Two other chant things which I found recently, and recommend enthusiastically, are an extraordinary reconstruction of a late medieval mass by the Goettinge Choral Schola with the instrumental group Ensemble Aeolus, and Cistercian chants from Per Sonat. Both very addictive.

Let me know if you have any difficulty finding these CDs

I've never heard of Adhémar de Chabannes, do you know the English word _Shebeen_? I used to go to one when I was a teenager.

https://en.wikipedia.org/wiki/Shebeen

receuillement -- the state of being _rapt_. I always translate _receuilli _by _rapt_, which seems the capture the idea of being intensely inward looking, intensely thoughtful. Gathered in on yourself. Don't mix it up with the English word _rapture_. And obviously nothing whatsoever to do with the French word _rapt_!


----------



## millionrainbows (Jun 23, 2012)

Do you enjoy being a specialist, Mandryka? I wonder what your motivation is.
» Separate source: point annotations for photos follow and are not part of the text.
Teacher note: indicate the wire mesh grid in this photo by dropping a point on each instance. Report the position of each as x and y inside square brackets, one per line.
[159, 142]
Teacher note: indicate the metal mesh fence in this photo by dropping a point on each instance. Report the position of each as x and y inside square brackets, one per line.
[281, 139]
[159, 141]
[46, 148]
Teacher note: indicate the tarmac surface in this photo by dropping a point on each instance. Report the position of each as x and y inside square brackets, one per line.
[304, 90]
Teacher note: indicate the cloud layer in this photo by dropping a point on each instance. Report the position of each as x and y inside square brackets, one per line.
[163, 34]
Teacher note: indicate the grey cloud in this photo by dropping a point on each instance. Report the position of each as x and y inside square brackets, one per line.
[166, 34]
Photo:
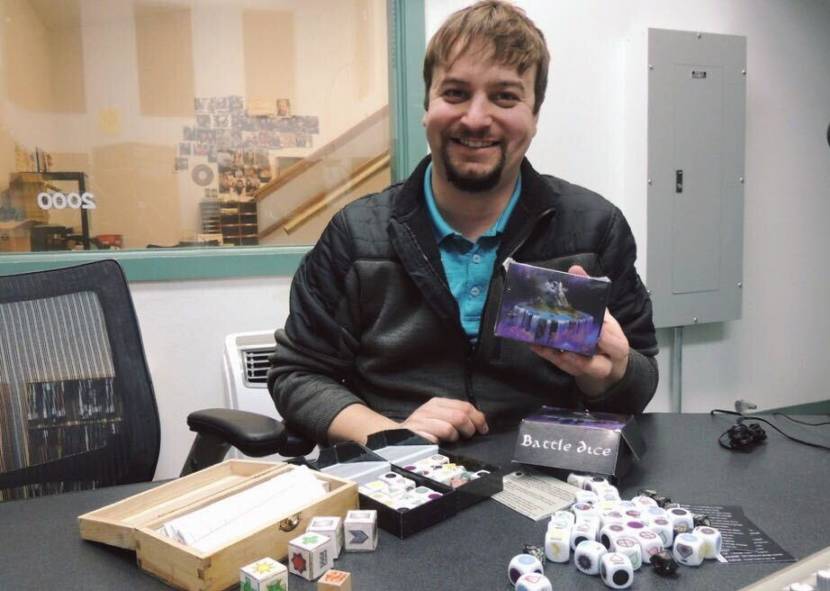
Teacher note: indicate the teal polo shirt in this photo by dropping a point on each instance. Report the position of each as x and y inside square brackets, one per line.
[468, 265]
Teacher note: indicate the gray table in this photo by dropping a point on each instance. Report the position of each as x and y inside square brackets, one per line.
[782, 487]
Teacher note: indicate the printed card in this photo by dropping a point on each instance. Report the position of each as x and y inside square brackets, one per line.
[552, 308]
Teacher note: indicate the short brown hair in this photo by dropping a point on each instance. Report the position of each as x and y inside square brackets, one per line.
[515, 41]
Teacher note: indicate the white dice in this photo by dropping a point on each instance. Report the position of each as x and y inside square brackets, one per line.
[610, 533]
[615, 570]
[522, 564]
[533, 582]
[332, 527]
[263, 574]
[712, 540]
[587, 555]
[361, 531]
[581, 532]
[662, 527]
[587, 496]
[310, 555]
[581, 509]
[688, 549]
[558, 545]
[630, 547]
[680, 518]
[644, 501]
[566, 515]
[650, 543]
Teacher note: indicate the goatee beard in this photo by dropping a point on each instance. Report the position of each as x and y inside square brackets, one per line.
[473, 184]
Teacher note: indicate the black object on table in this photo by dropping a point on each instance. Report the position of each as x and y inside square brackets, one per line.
[781, 486]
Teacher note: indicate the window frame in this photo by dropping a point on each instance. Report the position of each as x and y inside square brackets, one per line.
[407, 42]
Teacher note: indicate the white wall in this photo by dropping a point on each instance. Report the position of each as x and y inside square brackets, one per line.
[184, 325]
[774, 355]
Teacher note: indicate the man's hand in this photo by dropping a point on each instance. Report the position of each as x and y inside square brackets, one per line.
[446, 419]
[594, 375]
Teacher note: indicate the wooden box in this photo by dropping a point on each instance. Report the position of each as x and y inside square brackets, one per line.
[132, 524]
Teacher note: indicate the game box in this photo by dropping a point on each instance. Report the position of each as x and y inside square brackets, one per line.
[551, 308]
[569, 440]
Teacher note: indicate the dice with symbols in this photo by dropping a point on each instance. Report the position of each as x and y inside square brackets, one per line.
[533, 582]
[309, 555]
[329, 526]
[335, 580]
[361, 531]
[265, 574]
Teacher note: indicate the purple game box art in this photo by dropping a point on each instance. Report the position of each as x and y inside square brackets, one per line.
[552, 308]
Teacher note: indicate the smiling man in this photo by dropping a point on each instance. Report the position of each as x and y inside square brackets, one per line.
[392, 312]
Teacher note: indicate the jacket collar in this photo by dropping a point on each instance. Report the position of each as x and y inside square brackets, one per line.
[413, 238]
[537, 196]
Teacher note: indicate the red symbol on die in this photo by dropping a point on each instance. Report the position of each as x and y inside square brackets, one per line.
[298, 562]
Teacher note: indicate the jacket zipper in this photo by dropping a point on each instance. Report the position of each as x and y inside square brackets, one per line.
[472, 348]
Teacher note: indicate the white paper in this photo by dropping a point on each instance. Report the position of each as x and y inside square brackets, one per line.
[236, 516]
[534, 494]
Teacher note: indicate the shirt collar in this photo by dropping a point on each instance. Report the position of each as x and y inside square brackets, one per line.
[443, 229]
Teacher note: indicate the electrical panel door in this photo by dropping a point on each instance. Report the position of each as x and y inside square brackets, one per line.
[696, 127]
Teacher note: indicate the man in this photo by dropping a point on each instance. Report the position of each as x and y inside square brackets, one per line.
[392, 312]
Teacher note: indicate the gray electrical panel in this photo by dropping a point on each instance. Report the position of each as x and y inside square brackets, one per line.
[695, 168]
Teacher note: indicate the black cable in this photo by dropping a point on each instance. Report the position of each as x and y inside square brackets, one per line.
[742, 418]
[799, 421]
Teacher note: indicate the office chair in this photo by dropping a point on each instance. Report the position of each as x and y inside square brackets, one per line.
[77, 407]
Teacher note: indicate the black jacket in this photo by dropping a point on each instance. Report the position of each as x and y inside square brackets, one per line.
[373, 321]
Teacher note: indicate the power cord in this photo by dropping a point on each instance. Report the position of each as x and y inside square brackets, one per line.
[745, 437]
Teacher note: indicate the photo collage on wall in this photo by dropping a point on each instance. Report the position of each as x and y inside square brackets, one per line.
[229, 150]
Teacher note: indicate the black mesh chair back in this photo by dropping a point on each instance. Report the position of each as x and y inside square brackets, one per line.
[77, 409]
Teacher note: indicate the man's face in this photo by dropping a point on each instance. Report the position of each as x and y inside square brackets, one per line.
[480, 121]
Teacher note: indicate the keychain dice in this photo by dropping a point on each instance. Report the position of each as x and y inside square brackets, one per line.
[712, 541]
[587, 556]
[615, 570]
[688, 549]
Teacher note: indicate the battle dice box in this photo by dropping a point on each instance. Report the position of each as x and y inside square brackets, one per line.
[551, 308]
[569, 440]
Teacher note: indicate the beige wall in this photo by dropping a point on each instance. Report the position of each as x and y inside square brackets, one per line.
[164, 48]
[136, 67]
[43, 62]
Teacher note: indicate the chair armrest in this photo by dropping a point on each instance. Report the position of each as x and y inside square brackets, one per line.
[251, 433]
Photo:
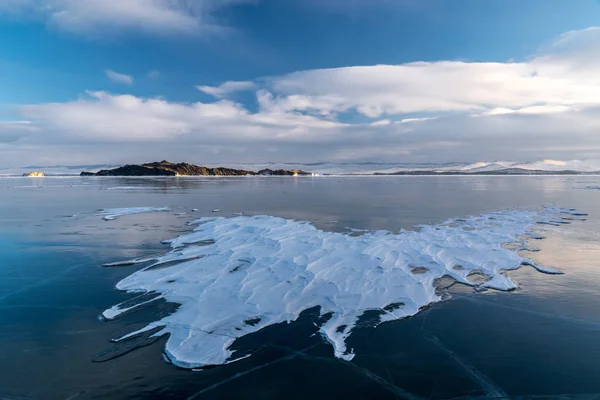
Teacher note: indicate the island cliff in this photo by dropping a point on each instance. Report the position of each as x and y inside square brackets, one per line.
[166, 168]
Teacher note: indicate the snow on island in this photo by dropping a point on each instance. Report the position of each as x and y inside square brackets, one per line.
[235, 276]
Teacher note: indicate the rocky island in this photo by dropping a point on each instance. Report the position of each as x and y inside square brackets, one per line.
[166, 168]
[35, 174]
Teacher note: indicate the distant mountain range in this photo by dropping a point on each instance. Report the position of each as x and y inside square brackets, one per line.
[542, 167]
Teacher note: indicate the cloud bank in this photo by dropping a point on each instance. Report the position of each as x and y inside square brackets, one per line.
[102, 16]
[118, 77]
[545, 107]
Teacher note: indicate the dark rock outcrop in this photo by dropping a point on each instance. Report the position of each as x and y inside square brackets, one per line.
[166, 168]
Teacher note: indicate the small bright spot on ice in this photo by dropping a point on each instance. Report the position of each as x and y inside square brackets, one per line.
[110, 214]
[268, 270]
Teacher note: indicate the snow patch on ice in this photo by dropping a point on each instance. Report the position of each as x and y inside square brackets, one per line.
[110, 214]
[268, 270]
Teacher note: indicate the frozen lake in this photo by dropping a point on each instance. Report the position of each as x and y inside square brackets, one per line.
[538, 340]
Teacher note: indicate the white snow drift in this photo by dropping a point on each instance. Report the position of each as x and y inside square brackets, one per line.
[239, 275]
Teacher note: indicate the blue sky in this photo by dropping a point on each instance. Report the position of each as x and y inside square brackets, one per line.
[99, 59]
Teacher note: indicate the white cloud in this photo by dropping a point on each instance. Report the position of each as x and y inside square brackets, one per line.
[104, 16]
[227, 88]
[545, 107]
[119, 78]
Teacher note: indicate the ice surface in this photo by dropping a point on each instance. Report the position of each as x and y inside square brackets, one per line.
[237, 275]
[110, 214]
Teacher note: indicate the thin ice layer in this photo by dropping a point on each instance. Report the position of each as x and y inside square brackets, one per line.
[110, 214]
[239, 275]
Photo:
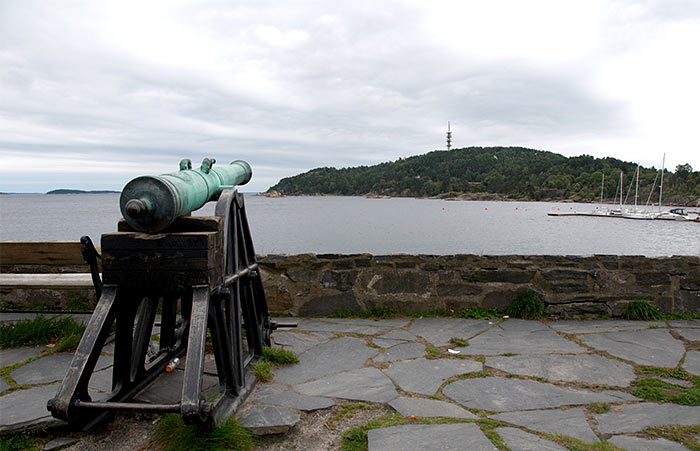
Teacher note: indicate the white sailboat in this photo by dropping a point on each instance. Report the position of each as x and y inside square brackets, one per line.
[638, 213]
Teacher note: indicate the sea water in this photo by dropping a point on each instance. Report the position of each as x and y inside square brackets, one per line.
[330, 224]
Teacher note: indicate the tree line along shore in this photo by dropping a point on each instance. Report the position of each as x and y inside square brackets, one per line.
[499, 173]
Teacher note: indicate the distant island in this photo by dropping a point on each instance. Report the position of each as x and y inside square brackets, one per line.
[79, 191]
[498, 173]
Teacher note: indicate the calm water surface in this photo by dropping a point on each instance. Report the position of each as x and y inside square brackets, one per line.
[294, 225]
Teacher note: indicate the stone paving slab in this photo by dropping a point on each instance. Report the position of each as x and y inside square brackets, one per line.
[503, 395]
[635, 417]
[692, 362]
[520, 337]
[684, 323]
[429, 408]
[264, 420]
[167, 388]
[393, 338]
[425, 376]
[352, 325]
[362, 384]
[299, 342]
[296, 401]
[429, 437]
[571, 422]
[340, 354]
[597, 326]
[404, 351]
[589, 368]
[690, 334]
[655, 347]
[27, 408]
[641, 444]
[51, 368]
[519, 440]
[16, 355]
[438, 331]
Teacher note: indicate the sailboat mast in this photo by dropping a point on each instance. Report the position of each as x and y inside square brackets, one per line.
[636, 188]
[661, 187]
[620, 190]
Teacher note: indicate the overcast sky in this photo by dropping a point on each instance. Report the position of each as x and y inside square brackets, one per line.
[95, 93]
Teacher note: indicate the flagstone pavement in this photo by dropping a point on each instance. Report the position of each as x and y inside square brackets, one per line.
[531, 379]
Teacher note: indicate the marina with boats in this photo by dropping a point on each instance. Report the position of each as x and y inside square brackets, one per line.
[634, 212]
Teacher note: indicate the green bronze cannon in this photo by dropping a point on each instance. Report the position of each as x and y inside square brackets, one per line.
[196, 280]
[151, 203]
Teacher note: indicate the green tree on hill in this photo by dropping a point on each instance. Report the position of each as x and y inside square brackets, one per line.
[512, 172]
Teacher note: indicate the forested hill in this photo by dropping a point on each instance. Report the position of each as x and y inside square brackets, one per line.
[495, 172]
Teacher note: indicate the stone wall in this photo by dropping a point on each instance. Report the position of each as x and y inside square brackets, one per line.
[310, 284]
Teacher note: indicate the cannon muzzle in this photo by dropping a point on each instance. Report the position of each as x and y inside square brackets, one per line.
[151, 203]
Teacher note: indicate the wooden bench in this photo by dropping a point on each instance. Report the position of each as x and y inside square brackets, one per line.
[45, 275]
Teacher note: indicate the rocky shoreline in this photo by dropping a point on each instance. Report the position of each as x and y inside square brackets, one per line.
[686, 201]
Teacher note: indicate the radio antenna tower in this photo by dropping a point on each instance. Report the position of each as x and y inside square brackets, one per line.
[449, 136]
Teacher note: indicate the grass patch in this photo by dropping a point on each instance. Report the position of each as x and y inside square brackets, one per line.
[599, 407]
[347, 410]
[657, 390]
[173, 435]
[641, 311]
[575, 444]
[474, 375]
[459, 341]
[263, 370]
[41, 331]
[527, 306]
[487, 426]
[279, 356]
[684, 435]
[25, 440]
[480, 313]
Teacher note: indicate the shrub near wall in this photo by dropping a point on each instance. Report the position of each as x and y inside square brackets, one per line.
[310, 284]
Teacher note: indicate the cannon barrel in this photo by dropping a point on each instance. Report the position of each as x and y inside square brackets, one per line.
[151, 203]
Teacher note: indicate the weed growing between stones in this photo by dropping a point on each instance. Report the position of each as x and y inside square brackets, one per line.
[598, 407]
[641, 311]
[685, 435]
[487, 426]
[527, 306]
[658, 390]
[480, 313]
[347, 410]
[661, 391]
[431, 352]
[263, 370]
[173, 435]
[41, 331]
[459, 341]
[279, 356]
[24, 440]
[575, 444]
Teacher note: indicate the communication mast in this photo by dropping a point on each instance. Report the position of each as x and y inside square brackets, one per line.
[449, 136]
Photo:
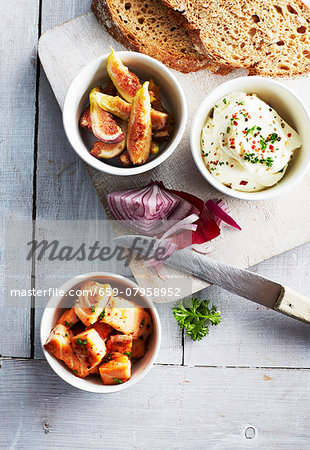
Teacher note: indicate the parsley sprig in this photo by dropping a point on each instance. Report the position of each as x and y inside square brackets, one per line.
[195, 317]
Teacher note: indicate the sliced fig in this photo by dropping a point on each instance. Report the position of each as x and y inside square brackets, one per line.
[164, 134]
[85, 119]
[103, 124]
[157, 102]
[125, 159]
[154, 147]
[139, 134]
[126, 82]
[159, 119]
[120, 108]
[102, 150]
[109, 89]
[161, 135]
[113, 105]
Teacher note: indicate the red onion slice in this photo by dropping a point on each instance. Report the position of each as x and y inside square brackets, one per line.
[219, 212]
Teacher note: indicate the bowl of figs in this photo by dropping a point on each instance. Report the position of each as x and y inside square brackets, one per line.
[124, 113]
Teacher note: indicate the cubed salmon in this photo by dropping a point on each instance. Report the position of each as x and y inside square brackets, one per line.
[89, 347]
[103, 329]
[59, 344]
[128, 318]
[138, 348]
[92, 301]
[120, 343]
[116, 370]
[68, 318]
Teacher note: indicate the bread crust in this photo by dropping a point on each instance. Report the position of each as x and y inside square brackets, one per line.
[275, 37]
[182, 62]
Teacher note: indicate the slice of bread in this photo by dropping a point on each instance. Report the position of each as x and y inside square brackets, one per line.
[146, 26]
[270, 38]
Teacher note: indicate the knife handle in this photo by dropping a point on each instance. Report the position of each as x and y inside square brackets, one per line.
[293, 305]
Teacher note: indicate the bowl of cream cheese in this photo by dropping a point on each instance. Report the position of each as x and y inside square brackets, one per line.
[249, 138]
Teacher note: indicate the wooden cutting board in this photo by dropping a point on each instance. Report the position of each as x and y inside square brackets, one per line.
[268, 227]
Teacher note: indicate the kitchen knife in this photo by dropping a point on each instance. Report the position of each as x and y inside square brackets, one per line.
[242, 282]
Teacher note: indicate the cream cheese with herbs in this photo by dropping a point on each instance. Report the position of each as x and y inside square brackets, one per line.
[245, 144]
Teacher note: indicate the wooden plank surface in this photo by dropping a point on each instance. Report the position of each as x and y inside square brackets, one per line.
[18, 44]
[173, 407]
[60, 174]
[250, 335]
[64, 50]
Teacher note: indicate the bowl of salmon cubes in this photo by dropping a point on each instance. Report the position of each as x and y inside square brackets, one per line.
[124, 113]
[99, 333]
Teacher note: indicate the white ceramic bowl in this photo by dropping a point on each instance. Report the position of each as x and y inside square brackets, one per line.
[289, 107]
[95, 74]
[93, 383]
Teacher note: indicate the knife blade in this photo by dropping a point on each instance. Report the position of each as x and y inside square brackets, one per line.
[239, 281]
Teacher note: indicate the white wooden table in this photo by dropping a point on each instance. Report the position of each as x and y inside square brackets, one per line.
[247, 385]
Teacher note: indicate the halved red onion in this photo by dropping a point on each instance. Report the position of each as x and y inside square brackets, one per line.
[218, 210]
[150, 210]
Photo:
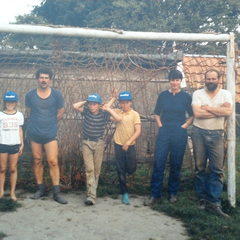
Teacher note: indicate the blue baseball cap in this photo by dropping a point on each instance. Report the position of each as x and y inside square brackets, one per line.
[125, 95]
[10, 96]
[94, 97]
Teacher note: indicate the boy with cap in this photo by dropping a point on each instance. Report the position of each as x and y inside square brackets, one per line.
[95, 120]
[127, 131]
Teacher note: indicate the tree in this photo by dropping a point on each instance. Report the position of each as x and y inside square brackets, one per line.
[140, 15]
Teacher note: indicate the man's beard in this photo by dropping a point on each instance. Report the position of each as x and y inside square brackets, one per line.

You've said you like beautiful voices, but are you in a choir, a choral teacher, super-religious, or what? Just wonderin'. You can ask me a question now, if you wish.


----------



## Mandryka (Feb 22, 2013)

millionrainbows said:


> Do you enjoy being a specialist, Mandryka? I wonder what your motivation is.


I first got interested in this period after reading L'œuvre au noir by Marguerite Yourcenar.

I like the way the performers work closely with the researchers, in fact they often are researchers. It's an area which is very lively, there are a lot of imaginative things going on right now, there are lots of concerts, new things to hear, people to meet. The standard of music making is often very high, the musicians are not stars, they're genuinely passionate about what they're doing, and that comes through. The music is like a latent avant garde, harmonically and structurally challenging. There's a lot of it too. From Bach to Shostakovich there's two hundred years. From Hildegard to Bach there's over 500 years. Just making sense of the styles is difficult and fun. I like the sense of constant discovery, of constantly learning and being challenged.

The medieval is really extraordinary because it's so strange, incomprehensible almost. It's like, you sense that the people were human beings with humane ideas and values, but mostly it's totally alien, like they were a bunch of Martians. Their art, the way they treated each other, their values often seem Martian. I like like feeling of touching a different universe!

From Machaut to Dufay represents music which was at a major turning point in Western history, the first manifestations of renaissance ideas . The tensions in their music, art and ideas, reflect this, in my imagination at least! I think we're at a similar turning point. Early music is contemporary.


----------